A few years ago when Autumn was almost 2 I got a message from Brenda Birrell inviting me to discuss a possible design position at her company with American Crafts. It was an absolute thrill to have received such a message – an actual dream come true! But at that stage in my life I had a toddler who was on sleep strike, and I lived just too far from where the job would be located. It just wouldn’t work but it was still hard to accept.
A few years later my husband got his dream job working as a web developer for Silhouette America. Silhouette works with a lot of American Craft designers… so he kind of got my dream job too. That email from Brenda, and Stuart getting that job are two of my proudest accomplishments!
Earlier this year as I was riding that wave of post partum hairloss, out of control hormones, and random, intense hot flashes we were at Ikea with my two babies. Struggling to hold things together, exhausted and grubby I spotted someone out the corner of my eye. I recognised her and the sweating started – I have NEVER been star struck in my life. My laid-back personality had never allowed for me to be anything less can cucumber-cool whilst meeting any kind of celebrity. BUT there she was. I froze. Then I started freaking out. Sweating. Stuart told me not to approach her. She disappeared and we went on our way. Then, I saw her again. Turmoil! Stuart told me it was obviously effecting me and that I actually should go say hi to her or I’d regret it forever. I lost her. We decided if I saw her one more time I had to say hello.
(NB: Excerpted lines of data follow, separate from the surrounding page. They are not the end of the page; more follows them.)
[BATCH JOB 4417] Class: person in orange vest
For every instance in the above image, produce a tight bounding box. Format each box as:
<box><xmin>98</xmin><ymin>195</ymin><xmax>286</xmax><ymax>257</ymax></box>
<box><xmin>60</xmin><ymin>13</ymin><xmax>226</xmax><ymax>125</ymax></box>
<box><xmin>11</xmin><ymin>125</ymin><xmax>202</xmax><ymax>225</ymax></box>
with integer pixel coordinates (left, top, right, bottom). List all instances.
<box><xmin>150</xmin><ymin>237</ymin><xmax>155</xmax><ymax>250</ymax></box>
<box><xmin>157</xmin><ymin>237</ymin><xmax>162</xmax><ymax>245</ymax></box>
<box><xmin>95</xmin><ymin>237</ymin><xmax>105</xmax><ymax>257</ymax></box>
I was sure she was gone already as I continued looking for the picture frames I had come for. Calming down, heart rate slowing… then she was there!
“Just say hi.”
I approached her – ambushed really.
“Hi! I just have to say hi! I saw you already and my husband said I had to say hi or I’d regret it forever!…”
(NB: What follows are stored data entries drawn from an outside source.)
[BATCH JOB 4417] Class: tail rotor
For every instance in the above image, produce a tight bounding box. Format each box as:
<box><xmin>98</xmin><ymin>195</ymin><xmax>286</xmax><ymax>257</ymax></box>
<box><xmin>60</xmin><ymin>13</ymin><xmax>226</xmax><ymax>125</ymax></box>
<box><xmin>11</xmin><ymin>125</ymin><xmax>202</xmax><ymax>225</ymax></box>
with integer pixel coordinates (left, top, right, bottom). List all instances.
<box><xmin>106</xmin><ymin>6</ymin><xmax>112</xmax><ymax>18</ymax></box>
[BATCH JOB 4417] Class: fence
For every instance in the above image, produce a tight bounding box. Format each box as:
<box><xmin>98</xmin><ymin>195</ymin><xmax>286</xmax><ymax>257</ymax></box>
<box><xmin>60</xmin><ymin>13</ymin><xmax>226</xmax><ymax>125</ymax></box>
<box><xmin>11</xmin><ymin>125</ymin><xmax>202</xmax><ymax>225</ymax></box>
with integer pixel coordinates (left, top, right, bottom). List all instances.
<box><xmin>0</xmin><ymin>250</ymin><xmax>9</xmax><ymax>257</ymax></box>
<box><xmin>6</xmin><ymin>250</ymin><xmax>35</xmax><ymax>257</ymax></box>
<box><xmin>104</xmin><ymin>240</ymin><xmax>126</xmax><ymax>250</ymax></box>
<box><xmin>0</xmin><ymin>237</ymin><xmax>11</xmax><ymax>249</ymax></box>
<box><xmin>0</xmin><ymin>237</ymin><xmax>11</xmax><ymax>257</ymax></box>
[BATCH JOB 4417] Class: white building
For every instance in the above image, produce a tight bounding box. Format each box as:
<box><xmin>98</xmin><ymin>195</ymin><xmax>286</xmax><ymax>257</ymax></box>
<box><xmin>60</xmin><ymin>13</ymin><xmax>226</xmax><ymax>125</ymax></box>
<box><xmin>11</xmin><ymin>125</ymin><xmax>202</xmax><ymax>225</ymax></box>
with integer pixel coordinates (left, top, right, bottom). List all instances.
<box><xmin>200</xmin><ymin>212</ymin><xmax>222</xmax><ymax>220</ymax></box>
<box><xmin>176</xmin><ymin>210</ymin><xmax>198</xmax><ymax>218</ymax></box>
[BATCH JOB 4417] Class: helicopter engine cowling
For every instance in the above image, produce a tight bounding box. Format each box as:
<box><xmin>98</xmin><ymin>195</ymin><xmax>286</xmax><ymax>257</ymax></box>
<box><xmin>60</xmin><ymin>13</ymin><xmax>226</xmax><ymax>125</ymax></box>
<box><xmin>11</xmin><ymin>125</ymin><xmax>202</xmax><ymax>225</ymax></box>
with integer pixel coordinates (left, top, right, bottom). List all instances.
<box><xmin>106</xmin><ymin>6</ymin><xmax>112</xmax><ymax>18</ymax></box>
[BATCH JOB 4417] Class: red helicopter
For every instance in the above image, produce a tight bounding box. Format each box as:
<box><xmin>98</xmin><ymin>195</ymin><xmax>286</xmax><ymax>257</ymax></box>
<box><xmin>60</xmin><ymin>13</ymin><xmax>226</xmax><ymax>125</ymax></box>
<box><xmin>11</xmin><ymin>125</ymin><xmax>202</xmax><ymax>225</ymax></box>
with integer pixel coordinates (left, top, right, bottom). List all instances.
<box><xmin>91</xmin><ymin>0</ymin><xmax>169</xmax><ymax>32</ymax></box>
She looked startled, and I understand why. I had turned into an absolute maniac. Sweating, my sad post partum hair regrowth frizzy, and seriously battling a hot flash, my face bright red.
“My name is Laura. I’m so excited to meet you that I feel like I might throw up my meatballs. I just ate a lot of meatballs… and I’m sweating so badly that I just want to take my clothes off!”
Why? WHY? Why are you saying that?! Stuart watched on horrified as I pointed him out and introduced him and mentioned again I thought I might throw up on her…
“Okay, nice to meet you too Heidi Swapp!”
Stuart approached me cautiously.
“What on earth did you just do?!”
I wanted to hug her! Had I actually touched her arm? I considered asking to take a selfie with her. All I did was tell her I wanted to remove all my clothing in the middle of Ikea and that there was a chance I was going to BARF ON HER!
We checked out and got back to our car. Things started replaying in my mind. The ambush. The words. The tugging at my hoodie like I was about to remove it. I looked in the mirror. My face still flushed. My frizzy halo, makeupless face… did I even brush my teeth this morning?
Say “hi” or you’ll regret it he had told me…
This whole experience makes me cringe and laugh so hard whenever I think about it. But now we live in Provo and every morning I wake up and pray that I will never run into Brenda Birrell or, heaven forbid, any of The Osmonds!